La cigarette chez l’hyperactif, passerelle vers l’alcool ou la drogue

 

Conduite aux États-Unis pendant onze ans sur 165 sujets jeunes avec troubles déficitaires de l’attention et hyperactivité (TDAH) âgés de 6 à 17 ans au départ (et 374 sujets-témoins), une étude longitudinale a évalué l’incidence du tabagisme précoce sur le risque de passage vers d’autres addictions (alcool ou diverses substances : cannabis, cocaïne, crack…).

Complétant des études antérieures, les résultats incitent les auteurs à estimer que le fait de fumer des cigarettes dès l’enfance ou l’adolescence constitue, pour des jeunes avec TDAH, un véritable « facteur de risque », une « passerelle » vers le mésusage ultérieur d’autres substances aussi nocives (ou davantage) que le tabac. On constate déjà que le tabagisme s’avère plus fréquent (plus d’un jeune hyperactif sur trois, contre un témoin sur quatre) et plus précoce chez les jeunes avec TDAH (13,9 ans ; déviation-standard : 2,7 ans), comparativement aux témoins (15,4 ans ; déviation-standard : 2,7 ans) [p<0,001].

Près de 9 hyperactifs sur 10 (89 %) commencent à fumer avant l’âge de 18 ans, et « bien que tous les fumeurs » (avec ou sans TDAH associé) aient « un risque significativement accru » de développer une addiction à l’alcool ou à d’autres substances (par rapport aux sujets non-fumeurs), on constate que ce risque se révèle maximal chez les jeunes fumeurs avec TDAH où il est alors presque triplé (Hazard Ratio= 2,6 ; intervalle de confiance à 95 % [1,8–3,8] ), par comparaison aux non-fumeurs sans TDAH.

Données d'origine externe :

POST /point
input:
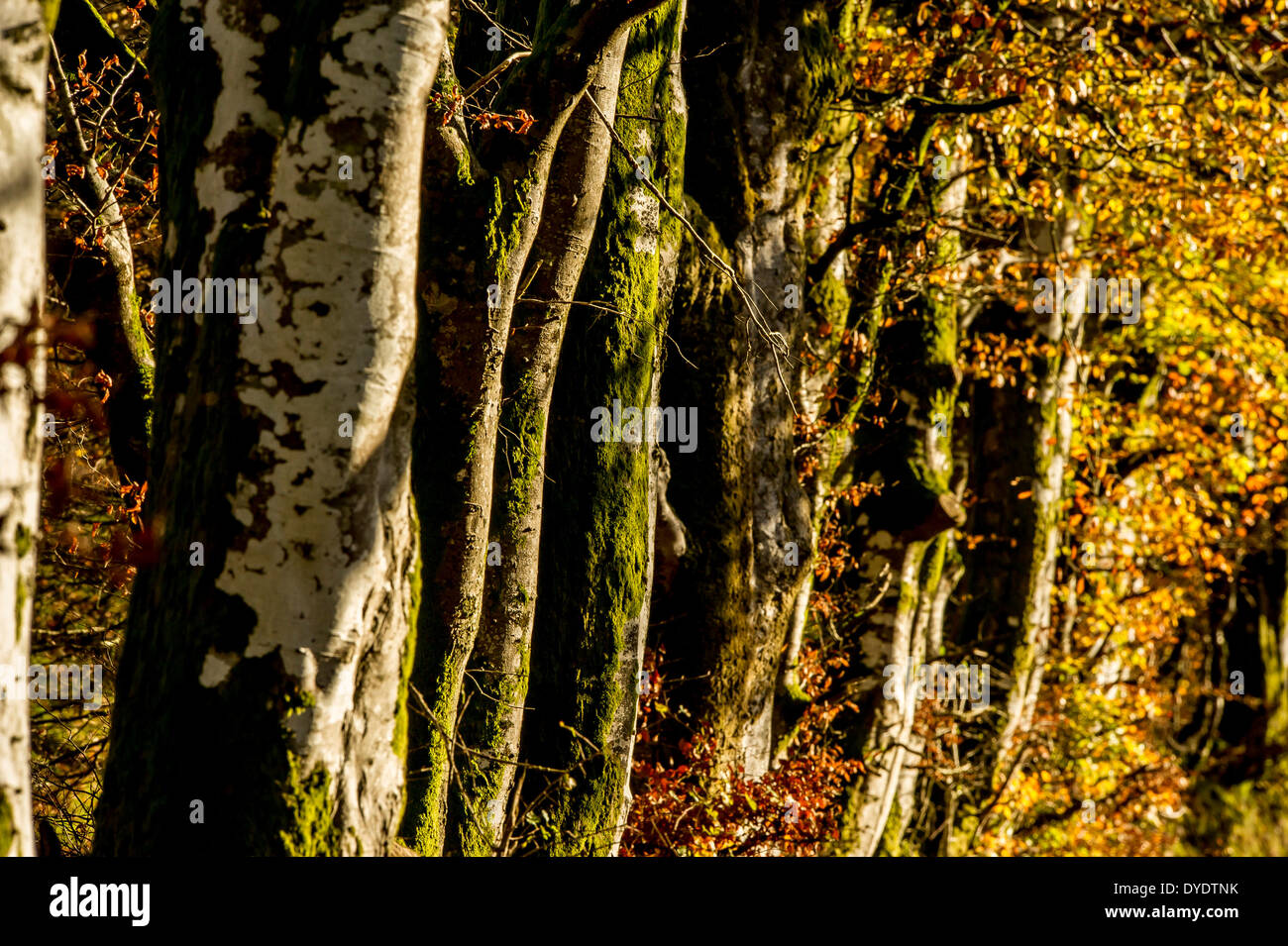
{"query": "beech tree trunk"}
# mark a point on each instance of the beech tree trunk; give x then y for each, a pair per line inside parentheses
(476, 252)
(596, 559)
(261, 690)
(500, 662)
(24, 40)
(748, 183)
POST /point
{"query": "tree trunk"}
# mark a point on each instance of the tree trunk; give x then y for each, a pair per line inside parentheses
(597, 538)
(500, 663)
(475, 262)
(22, 387)
(763, 100)
(286, 452)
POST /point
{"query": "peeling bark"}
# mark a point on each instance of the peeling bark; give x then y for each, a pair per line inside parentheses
(739, 493)
(286, 648)
(596, 563)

À un âge moyen de 23 ans, la fréquence du mésusage de l’alcool est ainsi de 62 % chez les fumeurs avec TDAH, contre « seulement » 47 % chez les fumeurs sans TDAH, 43 % chez les non-fumeurs avec TDAH, et 31 % chez les non-fumeurs sans TDAH. Les raisons de cet « effet passerelle » des cigarettes vers l’alcool ou d’autres drogues ne sont pas éclaircies. Il pourrait s’agir d’une « modulation par la nicotine de l’activité dopaminergique dans le système mésolimbique », entraînant un « renforcement positif pour d’autres comportements addictifs », un phénomène peut-être « amplifié par les anomalies dopaminergiques préexistantes, associées au TDAH. »

Mais de toute façon, en montrant que la dépendance au tabac « aggrave le risque d’addictions subséquentes » chez les sujets avec TDAH, ces constats présentent, concluent les auteurs, « d’importantes implications pour la santé publique » car ils réaffirment cet impératif « déjà urgent », vu le contexte général de forte incitation à fumer chez les jeunes : la «nécessité de prévenir le tabagisme chez les enfants atteints de TDAH. »

Dr Alain Cohen

Biederman J et coll. : Cigarette smoking as a risk factor for other substance misuse: 10-year study of individuals with and without attention-deficit hyperactivity disorder. Br J Psychiatry, 2012; 201: 207–214.